Putting small businesses at risk
Cyber attacks on small and medium-sized businesses increased 64 percent from 2013 to 2014, according to CSO Online. Despite this, smaller companies cut security spending by 20 percent in 2014. The decrease in funding only puts these businesses further in danger. They already cannot keep up with larger companies' security systems, but less money going toward improving their own programs makes smaller businesses easy targets.
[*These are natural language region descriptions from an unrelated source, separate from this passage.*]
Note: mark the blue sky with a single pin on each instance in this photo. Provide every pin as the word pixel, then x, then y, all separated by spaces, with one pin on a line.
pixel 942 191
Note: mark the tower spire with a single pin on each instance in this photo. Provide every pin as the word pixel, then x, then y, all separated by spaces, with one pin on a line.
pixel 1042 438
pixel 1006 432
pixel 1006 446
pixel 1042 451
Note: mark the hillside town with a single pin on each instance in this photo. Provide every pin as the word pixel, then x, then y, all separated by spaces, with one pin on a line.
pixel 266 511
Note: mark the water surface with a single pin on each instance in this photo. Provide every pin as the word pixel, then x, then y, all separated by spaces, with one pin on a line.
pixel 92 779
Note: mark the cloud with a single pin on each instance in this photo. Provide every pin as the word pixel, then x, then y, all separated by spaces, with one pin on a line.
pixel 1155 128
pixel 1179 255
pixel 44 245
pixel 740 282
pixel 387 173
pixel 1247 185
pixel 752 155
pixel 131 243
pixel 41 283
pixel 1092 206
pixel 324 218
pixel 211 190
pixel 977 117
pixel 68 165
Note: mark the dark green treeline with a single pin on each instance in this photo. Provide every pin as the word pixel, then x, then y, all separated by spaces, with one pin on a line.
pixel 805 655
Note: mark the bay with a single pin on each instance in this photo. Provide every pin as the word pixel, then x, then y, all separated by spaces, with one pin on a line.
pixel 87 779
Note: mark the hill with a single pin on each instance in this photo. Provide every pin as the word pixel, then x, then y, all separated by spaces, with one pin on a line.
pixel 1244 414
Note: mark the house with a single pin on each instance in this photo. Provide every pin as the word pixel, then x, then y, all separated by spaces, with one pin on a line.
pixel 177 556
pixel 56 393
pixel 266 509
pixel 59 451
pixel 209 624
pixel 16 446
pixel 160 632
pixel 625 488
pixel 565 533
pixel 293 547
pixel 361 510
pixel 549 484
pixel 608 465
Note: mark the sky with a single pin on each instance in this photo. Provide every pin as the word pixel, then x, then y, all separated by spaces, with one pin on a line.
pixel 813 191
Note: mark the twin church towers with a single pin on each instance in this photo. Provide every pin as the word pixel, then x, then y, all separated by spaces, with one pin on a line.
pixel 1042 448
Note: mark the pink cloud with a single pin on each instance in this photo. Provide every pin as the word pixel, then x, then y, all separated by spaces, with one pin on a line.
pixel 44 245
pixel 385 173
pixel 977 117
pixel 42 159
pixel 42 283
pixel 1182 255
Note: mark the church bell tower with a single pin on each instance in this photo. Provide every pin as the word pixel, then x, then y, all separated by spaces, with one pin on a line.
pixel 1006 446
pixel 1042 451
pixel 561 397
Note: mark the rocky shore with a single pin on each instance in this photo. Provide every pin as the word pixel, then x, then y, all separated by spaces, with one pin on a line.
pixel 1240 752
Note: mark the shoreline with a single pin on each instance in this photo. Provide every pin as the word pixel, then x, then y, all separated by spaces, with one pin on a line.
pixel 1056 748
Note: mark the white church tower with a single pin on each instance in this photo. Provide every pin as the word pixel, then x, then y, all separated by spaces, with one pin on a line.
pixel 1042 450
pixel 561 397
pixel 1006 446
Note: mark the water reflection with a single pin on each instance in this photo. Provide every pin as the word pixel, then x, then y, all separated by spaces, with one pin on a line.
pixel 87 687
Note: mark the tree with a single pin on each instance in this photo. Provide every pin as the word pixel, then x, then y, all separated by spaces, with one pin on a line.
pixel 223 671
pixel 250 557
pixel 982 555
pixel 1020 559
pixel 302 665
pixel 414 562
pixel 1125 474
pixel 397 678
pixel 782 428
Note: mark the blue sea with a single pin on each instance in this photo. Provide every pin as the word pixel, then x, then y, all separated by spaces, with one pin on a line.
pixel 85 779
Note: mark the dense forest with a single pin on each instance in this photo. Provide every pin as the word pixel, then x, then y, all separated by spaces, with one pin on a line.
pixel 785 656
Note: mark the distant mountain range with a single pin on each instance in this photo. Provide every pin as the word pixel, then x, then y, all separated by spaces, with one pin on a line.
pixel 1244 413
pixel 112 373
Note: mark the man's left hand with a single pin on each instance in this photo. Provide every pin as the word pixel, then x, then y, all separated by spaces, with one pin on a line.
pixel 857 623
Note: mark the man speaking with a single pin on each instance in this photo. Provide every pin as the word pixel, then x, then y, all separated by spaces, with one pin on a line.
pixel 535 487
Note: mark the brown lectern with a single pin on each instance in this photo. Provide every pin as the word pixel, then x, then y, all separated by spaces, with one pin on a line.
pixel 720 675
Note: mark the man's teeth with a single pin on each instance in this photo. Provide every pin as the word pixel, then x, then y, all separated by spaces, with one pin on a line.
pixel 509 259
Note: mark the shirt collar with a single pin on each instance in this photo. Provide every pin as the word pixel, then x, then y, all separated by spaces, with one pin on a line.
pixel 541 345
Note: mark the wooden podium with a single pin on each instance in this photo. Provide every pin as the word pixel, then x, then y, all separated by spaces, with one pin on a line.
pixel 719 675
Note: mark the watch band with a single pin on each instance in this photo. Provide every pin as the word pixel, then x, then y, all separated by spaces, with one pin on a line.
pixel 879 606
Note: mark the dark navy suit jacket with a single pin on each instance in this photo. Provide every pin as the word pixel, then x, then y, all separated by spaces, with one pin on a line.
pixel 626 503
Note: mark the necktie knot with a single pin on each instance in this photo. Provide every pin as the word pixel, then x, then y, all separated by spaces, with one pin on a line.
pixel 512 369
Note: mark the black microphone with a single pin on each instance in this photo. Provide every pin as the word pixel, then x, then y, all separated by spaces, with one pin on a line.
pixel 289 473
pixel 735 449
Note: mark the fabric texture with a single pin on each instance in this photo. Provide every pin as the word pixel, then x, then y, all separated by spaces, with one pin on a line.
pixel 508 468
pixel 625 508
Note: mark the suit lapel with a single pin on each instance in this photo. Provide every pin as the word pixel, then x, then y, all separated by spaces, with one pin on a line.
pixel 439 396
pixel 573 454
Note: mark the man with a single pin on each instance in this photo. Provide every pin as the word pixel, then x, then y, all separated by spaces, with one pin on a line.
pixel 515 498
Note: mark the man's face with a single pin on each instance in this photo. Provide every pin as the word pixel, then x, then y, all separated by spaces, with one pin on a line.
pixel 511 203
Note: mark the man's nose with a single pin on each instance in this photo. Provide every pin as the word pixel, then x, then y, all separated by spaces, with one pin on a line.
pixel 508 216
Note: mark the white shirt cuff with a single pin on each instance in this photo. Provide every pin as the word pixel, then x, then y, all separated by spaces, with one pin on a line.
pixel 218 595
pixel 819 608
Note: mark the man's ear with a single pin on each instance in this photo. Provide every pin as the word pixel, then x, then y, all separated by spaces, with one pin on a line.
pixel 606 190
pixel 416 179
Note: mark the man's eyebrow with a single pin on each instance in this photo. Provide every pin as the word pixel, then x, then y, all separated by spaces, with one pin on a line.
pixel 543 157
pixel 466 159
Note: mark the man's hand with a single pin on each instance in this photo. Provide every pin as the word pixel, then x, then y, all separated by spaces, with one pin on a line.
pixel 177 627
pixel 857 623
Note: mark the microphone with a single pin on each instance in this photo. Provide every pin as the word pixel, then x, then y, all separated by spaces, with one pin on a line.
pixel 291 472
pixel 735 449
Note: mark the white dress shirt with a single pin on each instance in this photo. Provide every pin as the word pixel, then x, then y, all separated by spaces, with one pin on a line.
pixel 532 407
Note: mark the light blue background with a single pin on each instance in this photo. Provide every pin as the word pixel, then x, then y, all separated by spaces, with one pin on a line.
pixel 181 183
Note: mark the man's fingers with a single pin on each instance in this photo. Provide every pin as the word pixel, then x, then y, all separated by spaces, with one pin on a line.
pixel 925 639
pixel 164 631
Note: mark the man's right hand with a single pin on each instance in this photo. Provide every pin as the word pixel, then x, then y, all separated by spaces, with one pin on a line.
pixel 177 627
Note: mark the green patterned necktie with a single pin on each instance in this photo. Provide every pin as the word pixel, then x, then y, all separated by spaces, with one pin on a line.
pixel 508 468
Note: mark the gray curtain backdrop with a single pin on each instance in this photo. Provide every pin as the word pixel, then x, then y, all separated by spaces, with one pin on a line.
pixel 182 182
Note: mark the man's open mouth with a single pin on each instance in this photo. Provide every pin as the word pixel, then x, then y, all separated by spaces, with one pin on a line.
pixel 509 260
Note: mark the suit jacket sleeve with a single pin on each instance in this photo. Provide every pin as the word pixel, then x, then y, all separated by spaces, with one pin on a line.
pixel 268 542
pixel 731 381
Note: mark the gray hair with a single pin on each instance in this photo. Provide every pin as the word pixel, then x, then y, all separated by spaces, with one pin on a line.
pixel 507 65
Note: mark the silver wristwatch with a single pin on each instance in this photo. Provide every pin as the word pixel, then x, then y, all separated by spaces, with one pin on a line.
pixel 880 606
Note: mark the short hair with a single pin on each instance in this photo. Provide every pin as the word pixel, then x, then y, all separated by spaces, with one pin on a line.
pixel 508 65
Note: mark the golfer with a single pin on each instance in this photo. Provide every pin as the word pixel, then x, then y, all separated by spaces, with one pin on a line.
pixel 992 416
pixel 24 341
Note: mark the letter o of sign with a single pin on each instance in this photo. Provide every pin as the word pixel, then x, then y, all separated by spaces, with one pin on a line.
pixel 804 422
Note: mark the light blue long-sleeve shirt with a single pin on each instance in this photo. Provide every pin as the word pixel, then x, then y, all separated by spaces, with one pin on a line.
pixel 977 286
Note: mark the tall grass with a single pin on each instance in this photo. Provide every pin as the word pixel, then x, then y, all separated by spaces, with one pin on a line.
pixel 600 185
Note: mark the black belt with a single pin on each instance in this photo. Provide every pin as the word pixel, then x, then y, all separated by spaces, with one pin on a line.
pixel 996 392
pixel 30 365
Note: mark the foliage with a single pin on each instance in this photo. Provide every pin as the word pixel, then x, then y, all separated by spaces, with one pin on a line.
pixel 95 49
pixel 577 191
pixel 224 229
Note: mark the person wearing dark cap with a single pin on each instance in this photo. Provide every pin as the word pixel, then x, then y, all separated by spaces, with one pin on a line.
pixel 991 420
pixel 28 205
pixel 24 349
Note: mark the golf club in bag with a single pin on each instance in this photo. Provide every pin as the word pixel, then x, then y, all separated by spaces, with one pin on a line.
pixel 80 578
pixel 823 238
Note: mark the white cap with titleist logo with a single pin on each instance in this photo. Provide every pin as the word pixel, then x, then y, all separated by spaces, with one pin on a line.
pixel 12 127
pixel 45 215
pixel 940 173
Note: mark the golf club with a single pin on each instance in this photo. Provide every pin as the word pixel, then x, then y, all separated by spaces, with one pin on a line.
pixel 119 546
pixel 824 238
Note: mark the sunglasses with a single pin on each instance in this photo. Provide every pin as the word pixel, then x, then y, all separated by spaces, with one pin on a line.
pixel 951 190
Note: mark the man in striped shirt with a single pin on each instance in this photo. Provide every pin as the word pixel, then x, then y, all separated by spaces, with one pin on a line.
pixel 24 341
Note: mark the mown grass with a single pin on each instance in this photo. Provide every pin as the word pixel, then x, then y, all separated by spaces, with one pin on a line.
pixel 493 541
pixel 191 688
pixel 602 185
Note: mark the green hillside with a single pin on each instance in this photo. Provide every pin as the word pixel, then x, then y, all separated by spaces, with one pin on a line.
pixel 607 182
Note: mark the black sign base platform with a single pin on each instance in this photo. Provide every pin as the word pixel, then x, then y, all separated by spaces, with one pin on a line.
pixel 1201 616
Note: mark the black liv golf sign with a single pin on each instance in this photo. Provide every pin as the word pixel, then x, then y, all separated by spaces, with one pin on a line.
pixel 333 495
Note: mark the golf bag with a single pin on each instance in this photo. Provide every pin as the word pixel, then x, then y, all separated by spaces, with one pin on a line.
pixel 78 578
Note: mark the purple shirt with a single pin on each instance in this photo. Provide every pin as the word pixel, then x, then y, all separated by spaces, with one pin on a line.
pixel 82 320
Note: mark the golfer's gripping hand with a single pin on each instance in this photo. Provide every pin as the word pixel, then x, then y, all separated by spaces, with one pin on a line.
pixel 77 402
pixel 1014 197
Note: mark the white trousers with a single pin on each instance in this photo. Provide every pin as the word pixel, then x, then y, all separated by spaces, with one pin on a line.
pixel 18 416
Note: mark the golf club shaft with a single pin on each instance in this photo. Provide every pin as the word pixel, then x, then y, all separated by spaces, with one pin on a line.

There is a direct correlation between how much is spent on security and how safe the system is, David Burg, PricewaterhouseCoopers' global and U.S. advisory cybersecurity leader, explained to the source.

Some of the main detriments to small businesses' cybersecurity are:

  • Lack of time, budget and expertise
  • No dedicated IT security specialist
  • No risk awareness
  • Unknowledgeable employees
  • Failure to update security defenses

Unless these enterprises can find the resources to keep their staff and programs up-to-date, their security systems will remain subpar and easily accessible.

Protecting secure files
Ultimately, the size of the business isn't what matters. It's the data that these companies' databases contain. Hackers will continue to attempt to gain access to secure systems to obtain this information. While smaller businesses may be easier to hack into, the ideal targets are the larger corporations who may have millions of records with financial and personal data.

The Federal Communications Commission recommended several practices for keeping all companies' security in check, including:

  • Training employees – If your employees don't know how to protect their own and consumer information, they'll be putting your business at risk. Establish Internet and bring-your-own-device guidelines that will keep data safe.
  • Keeping systems updated – Hackers already have an easy time getting into private information. When your virus and security protection, web browsers and operating system are outdated, they have an even simpler job. New software will better protect all programs.
  • Backing up computers – Remotely deleting or stealing information can be a breeze with the right knowledge, so make sure you don't risk losing something by not having several other copies of files. If you can't fully protect your data, at least make sure cyber attackers aren't taking your only sources.
  • Limiting employee access – Your workers should only be able to get into files and programs that they need to be able to perform their jobs. They shouldn't have access to any unnecessary areas of the database. Everything should be password protected and should only be opened by authorized individuals.

As a small business owner, make sure you work cybersecurity into your financial plan. If you don't, you'll be losing a lot more money than you initially would have implementing a stronger system.